God proceeds to issue his punishments. These are not the punishments he originally threatened. He takes the legs off the serpent, gives women childbearing pain, although a little hurt with a baby is no big deal compared to this nugget: "Your desire shall be for your husband, and he shall rule over you." God created sexism as a punishment for eating the tree! Then he tells Adam he has to toil for his crops because he "listened to the voice of [his] wife." So not only does this cement the above sexism (listening to one's wife is bad), it also doesn't make sense with the way the story was told. He was right there too, it wasn't Eve's fault! If anything, he listened to the voice of the serpent.

Which is another interesting thought. Why does the serpent have a voice? The other animals don't seem to be talking, but no one thinks it's odd that the serpent does. And nowhere does it mention the serpent is Satan. The serpent here is just someone too crafty for his own good, stirring up trouble in middle Eden. Very different from how this story is usually portrayed.

Now that God has handed out his eternal punishments, he gives the couple some hide garments. And then he says something interesting. "'See, the man has become like one of us, knowing good and evil; and now, he might reach out his hand and take also from the tree of life, and eat, and live forever.'" It doesn't say who God says this to, but the "one of us" line really stands out, doesn't it? I've vaguely heard ideas that Yahweh began as just one god of many (all ancient religions pretty much are polytheistic), and then later developed into monotheism. That definitely seems to fit with this verse. God doesn't seem to have a monopoly on anything, and he's worried that Adam is going to be godlike. He isn't claiming that Adam needs to be omniscient or omnipotent to be like one of "them," only that he needs to know about good and evil and live forever.

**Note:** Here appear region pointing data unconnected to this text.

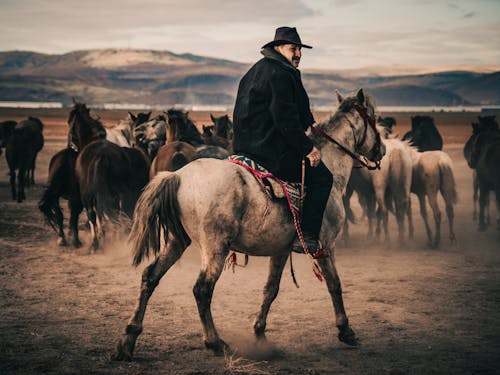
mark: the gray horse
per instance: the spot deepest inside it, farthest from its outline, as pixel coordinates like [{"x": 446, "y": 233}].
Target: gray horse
[{"x": 218, "y": 206}]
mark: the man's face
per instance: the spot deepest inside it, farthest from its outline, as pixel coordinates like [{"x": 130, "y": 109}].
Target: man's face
[{"x": 291, "y": 52}]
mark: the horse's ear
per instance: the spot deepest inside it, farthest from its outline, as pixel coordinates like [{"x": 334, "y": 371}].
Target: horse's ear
[
  {"x": 361, "y": 97},
  {"x": 167, "y": 119},
  {"x": 340, "y": 98}
]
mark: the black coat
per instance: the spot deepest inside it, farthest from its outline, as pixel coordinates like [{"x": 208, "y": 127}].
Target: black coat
[{"x": 271, "y": 116}]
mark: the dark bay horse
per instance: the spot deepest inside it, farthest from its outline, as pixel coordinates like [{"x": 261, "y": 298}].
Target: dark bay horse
[
  {"x": 485, "y": 159},
  {"x": 487, "y": 125},
  {"x": 110, "y": 177},
  {"x": 62, "y": 182},
  {"x": 217, "y": 206},
  {"x": 23, "y": 145},
  {"x": 6, "y": 130},
  {"x": 174, "y": 154},
  {"x": 424, "y": 134}
]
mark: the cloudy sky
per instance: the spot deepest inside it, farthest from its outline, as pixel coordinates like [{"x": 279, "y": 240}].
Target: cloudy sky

So Adam and Eve get the boot so that God doesn't feel threatened by them. He even leaves a cherubim to guard the entrance so that can't sneak back in. If this were a novel I'd just picked up, I'd be theorizing that God at some point was just a regular Joe who'd gone to Eden, eaten of the two trees, and then become godlike. And he wanted followers without them knowing the secret of what he'd done...so out they must go! It's very interesting, and the God that I feel like I'm coming to know in these first few chapters sounds nothing like the God I've been told about by countless Christians.